Vous commencerez par vous en rire. Vous finirez terrifié.

Cette année, le réalisateur sud-coréen Bong Joon-Ho, lauréat de la Palme d’Or, joue avec les frontières du genre, sans relâcher l’intrigue ni la tension. Lorsque la représentation de la différence de classe atteint son point culminant, cette comédie noire se transforme rapidement en un jeu de survie macabre et sadique. Le dénouement du film sera majestueux.

L’histoire parle de deux familles – l’une pauvre et l’autre extrêmement riche. Les deux sont composées de la même façon : une fille, un fils et deux parents.

La famille pauvre de Kim Ki-taek, qui est complètement sans emploi, gâche misérablement son dernier boulot : le pliage de boîtes à pizza (principalement à cause de leurs “compétences lacunaires dans la technique de l’origami”). La chance tourne autour de lui lorsque Ki-woo, fils de la famille de Ki-taek, obtient une offre d’emploi comme tuteur en anglais pour Da-hye – fille de la riche famille Park.

Ainsi, Ki-woo commence à travailler et devient un invité fréquent de la fastueuse maison des Park. Bientôt, Ki-woo saisit l’occasion de faire employer les uns après les autres tous les membres de sa famille.

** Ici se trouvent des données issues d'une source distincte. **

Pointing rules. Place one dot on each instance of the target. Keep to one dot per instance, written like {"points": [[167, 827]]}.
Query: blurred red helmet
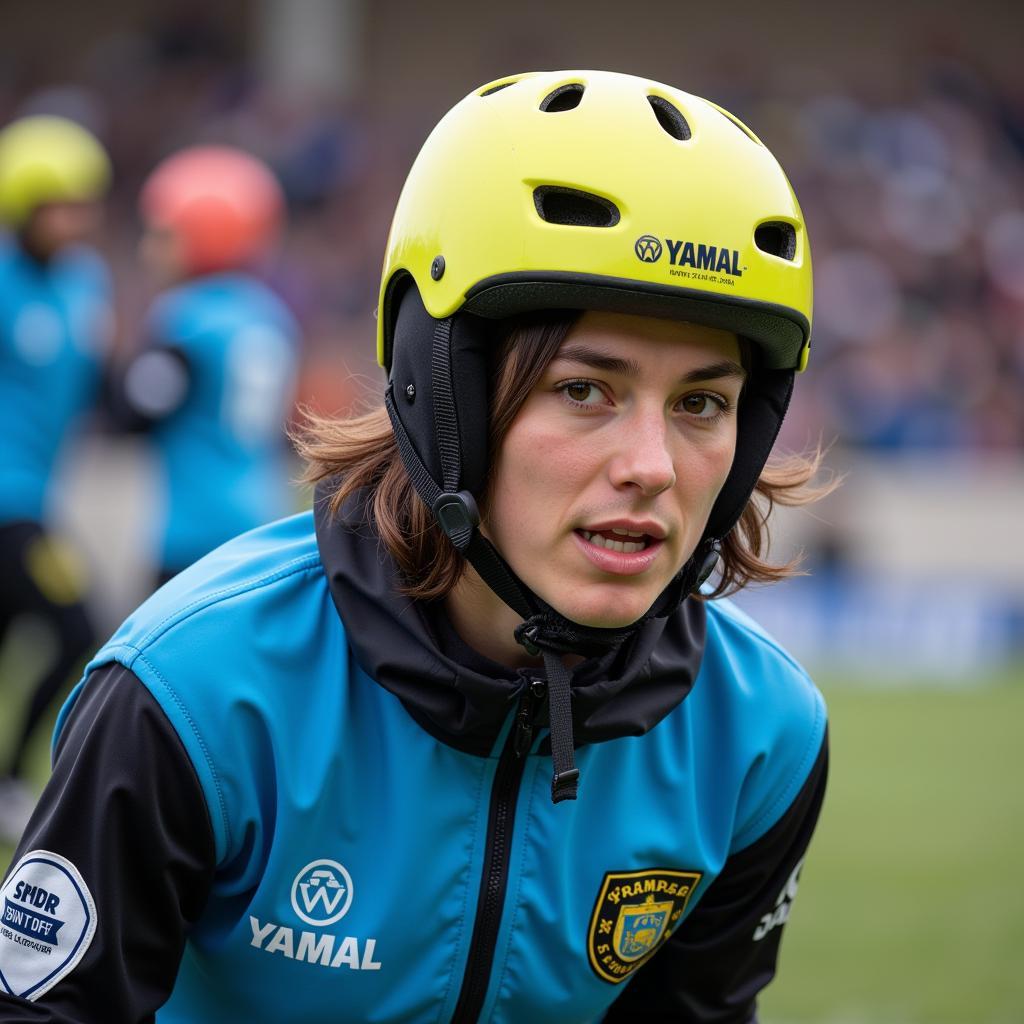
{"points": [[224, 205]]}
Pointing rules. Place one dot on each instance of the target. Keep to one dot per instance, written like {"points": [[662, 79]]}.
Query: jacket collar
{"points": [[462, 697]]}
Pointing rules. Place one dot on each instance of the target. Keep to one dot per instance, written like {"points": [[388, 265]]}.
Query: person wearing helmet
{"points": [[54, 329], [470, 740], [213, 380]]}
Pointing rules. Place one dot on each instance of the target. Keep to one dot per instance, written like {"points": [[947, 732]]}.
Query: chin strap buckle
{"points": [[458, 516]]}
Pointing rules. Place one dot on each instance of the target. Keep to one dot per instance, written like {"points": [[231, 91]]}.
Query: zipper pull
{"points": [[537, 690], [523, 731]]}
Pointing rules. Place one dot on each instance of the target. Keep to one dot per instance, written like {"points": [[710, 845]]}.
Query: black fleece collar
{"points": [[462, 697]]}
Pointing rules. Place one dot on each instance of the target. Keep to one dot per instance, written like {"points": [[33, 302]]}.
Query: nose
{"points": [[643, 458]]}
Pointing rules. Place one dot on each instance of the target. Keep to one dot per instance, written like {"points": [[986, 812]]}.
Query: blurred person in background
{"points": [[470, 739], [55, 328], [212, 382]]}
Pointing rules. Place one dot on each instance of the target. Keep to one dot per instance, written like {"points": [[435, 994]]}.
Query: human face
{"points": [[162, 253], [54, 225], [605, 479]]}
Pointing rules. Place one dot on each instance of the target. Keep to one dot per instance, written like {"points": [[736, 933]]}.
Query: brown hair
{"points": [[361, 455]]}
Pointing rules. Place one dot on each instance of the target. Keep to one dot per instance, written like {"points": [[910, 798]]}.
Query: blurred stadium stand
{"points": [[901, 127]]}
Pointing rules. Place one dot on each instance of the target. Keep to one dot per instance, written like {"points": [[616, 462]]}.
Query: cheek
{"points": [[708, 469]]}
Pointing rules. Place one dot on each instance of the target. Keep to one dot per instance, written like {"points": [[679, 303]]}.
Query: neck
{"points": [[487, 625], [485, 622]]}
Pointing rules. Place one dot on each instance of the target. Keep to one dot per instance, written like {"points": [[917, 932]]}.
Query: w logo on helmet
{"points": [[648, 249], [322, 892]]}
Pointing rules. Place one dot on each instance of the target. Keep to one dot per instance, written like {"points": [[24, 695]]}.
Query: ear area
{"points": [[422, 377]]}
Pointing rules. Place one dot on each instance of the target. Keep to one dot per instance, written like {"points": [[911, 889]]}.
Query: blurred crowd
{"points": [[913, 196]]}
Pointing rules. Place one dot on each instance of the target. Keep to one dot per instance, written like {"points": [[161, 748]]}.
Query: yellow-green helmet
{"points": [[601, 190], [46, 159], [582, 190]]}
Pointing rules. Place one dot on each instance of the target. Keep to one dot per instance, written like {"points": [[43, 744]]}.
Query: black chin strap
{"points": [[543, 631]]}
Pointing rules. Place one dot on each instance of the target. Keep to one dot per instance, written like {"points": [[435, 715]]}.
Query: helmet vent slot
{"points": [[776, 239], [565, 97], [670, 118], [498, 88], [579, 209]]}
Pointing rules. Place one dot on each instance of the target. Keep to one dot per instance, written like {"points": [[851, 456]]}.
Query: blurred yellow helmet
{"points": [[46, 159], [601, 190]]}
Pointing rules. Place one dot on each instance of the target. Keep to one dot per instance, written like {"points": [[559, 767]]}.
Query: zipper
{"points": [[494, 882]]}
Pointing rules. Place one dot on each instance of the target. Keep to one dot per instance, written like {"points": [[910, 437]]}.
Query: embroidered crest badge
{"points": [[634, 913]]}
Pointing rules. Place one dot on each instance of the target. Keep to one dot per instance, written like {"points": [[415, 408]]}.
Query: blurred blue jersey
{"points": [[222, 451], [55, 325]]}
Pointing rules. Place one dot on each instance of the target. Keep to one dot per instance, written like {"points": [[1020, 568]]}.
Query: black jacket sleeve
{"points": [[712, 969], [125, 807]]}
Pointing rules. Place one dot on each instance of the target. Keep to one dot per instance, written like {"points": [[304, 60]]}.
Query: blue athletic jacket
{"points": [[55, 326], [283, 793], [222, 455]]}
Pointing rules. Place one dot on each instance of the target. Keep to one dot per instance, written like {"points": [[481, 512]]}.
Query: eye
{"points": [[581, 392], [704, 406]]}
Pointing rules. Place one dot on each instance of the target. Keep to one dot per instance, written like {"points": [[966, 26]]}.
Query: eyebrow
{"points": [[630, 368]]}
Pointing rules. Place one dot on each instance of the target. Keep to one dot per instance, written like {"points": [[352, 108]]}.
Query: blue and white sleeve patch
{"points": [[47, 922]]}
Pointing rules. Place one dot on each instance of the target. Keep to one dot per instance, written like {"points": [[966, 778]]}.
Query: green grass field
{"points": [[910, 909]]}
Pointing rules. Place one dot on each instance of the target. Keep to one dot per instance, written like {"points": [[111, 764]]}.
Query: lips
{"points": [[626, 541], [621, 550]]}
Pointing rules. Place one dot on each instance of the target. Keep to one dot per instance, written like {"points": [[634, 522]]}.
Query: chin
{"points": [[606, 612]]}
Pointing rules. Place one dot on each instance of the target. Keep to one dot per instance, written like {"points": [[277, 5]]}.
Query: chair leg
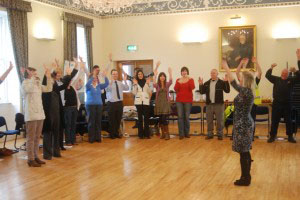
{"points": [[4, 141]]}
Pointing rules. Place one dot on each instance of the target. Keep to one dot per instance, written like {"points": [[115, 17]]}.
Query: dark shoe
{"points": [[271, 139], [209, 137], [39, 161], [244, 181], [57, 155], [291, 139], [33, 163]]}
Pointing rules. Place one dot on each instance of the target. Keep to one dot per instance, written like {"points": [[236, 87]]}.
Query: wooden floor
{"points": [[129, 168]]}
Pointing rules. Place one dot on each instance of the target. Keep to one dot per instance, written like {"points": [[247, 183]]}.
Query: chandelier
{"points": [[107, 6]]}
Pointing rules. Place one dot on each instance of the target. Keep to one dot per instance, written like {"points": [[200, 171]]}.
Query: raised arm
{"points": [[238, 69], [3, 77], [259, 72], [269, 75], [49, 83], [230, 76]]}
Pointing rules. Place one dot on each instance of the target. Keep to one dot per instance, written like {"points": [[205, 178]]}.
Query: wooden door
{"points": [[130, 67]]}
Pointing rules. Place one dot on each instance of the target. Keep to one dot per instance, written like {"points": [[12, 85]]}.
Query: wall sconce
{"points": [[286, 30], [237, 20], [43, 30], [193, 34]]}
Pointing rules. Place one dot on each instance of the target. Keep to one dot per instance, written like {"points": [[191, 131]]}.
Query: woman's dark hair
{"points": [[93, 68], [137, 74], [26, 75], [159, 82], [185, 69]]}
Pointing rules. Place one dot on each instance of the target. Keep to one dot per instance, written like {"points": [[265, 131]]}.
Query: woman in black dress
{"points": [[242, 122]]}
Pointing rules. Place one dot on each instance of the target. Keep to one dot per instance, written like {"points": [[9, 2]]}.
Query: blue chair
{"points": [[195, 110], [263, 110], [8, 132]]}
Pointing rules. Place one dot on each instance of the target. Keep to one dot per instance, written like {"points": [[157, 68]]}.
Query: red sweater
{"points": [[184, 91]]}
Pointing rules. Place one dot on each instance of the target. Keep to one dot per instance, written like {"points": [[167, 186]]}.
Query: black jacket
{"points": [[52, 102], [220, 87], [282, 88]]}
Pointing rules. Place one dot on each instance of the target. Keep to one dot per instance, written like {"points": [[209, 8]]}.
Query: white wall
{"points": [[157, 38], [41, 52]]}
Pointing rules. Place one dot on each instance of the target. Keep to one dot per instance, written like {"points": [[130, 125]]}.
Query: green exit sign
{"points": [[131, 48]]}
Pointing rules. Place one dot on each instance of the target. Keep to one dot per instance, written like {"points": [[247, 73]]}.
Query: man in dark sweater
{"points": [[282, 87], [213, 89]]}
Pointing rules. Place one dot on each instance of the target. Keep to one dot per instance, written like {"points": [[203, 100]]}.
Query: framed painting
{"points": [[237, 43]]}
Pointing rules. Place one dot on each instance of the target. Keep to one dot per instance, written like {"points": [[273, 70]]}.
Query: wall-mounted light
{"points": [[193, 34], [237, 20], [43, 30], [286, 30]]}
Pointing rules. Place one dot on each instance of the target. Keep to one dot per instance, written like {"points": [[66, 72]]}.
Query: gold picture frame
{"points": [[236, 43]]}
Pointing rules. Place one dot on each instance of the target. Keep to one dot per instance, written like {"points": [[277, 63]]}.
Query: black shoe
{"points": [[209, 137], [271, 139], [244, 181], [291, 139]]}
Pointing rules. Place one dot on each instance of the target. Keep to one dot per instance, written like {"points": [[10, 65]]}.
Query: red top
{"points": [[184, 91]]}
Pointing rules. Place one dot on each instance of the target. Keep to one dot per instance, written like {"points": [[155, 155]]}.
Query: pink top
{"points": [[168, 84], [184, 91]]}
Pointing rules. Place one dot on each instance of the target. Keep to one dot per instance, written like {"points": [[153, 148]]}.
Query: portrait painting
{"points": [[237, 43]]}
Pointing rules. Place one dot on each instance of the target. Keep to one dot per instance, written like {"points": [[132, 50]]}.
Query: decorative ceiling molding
{"points": [[172, 6]]}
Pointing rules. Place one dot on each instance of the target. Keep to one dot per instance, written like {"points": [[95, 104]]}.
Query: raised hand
{"points": [[68, 70], [110, 57], [104, 72], [224, 64], [293, 69], [134, 81], [22, 70], [125, 77], [47, 71], [273, 65], [148, 81], [298, 54], [11, 65], [200, 81], [225, 78]]}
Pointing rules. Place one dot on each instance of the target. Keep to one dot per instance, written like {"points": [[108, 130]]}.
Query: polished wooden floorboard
{"points": [[129, 168]]}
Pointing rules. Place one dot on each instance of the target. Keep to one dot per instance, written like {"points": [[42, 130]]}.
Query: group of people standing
{"points": [[51, 105]]}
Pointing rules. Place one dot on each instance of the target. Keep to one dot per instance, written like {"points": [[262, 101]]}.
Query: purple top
{"points": [[168, 84]]}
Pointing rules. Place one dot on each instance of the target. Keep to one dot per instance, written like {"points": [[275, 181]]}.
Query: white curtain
{"points": [[10, 88]]}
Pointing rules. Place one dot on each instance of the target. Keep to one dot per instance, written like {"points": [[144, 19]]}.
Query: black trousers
{"points": [[143, 120], [253, 115], [51, 145], [115, 112], [279, 110], [94, 123]]}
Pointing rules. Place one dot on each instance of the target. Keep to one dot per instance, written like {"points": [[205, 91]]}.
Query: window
{"points": [[82, 52], [10, 88]]}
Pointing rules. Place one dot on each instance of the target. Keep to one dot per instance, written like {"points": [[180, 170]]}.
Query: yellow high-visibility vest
{"points": [[257, 99]]}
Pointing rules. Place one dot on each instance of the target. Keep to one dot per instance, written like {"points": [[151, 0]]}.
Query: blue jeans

Ils travaillent alors tous les quatre sous le même toit et s’occupent de tous les caprices de Mme Park, tout en se faisant passer, auprès de la riche famille, pour des étrangers et de simples collègues de travail.

Le réalisateur Bong Joon-Ho ne prend pas parti et évite les clichés sempiternels de la classe laborieuse en décrivant la famille pauvre comme une famille noble et pure, tandis que la famille riche est avide et gâtée. Non! Les deux côtés sont aussi sympathiques et également désagréables en même temps. Qui est donc le vrai parasite? La famille riche ou la pauvre? Rappelons-nous que les parasites (insectes, champignons, etc.) n’habitent pas n’importe où. Ils «pondent leurs œufs» dans un environnement hospitalier. Dans le film, la famille des faussairesse nourrit de la naïveté de leurs homologues plus riches, concluant que « seuls les riches peuvent se permettre d’être gentils ». Ils profitent de leur confiance pour se construire une vie meilleure. Alors que les Park ressemblent à beaucoup de familles riches. D’une manière générale, dans une société capitaliste, on peut supposer que les riches s’enrichissent toujours grâce aux pauvres, qui restent pauvres. Pourtant, petit à petit, Bong Joon-ho dilue dans le comportement de la famille de Ki-taek un enivrement de l’odeur de l’argent.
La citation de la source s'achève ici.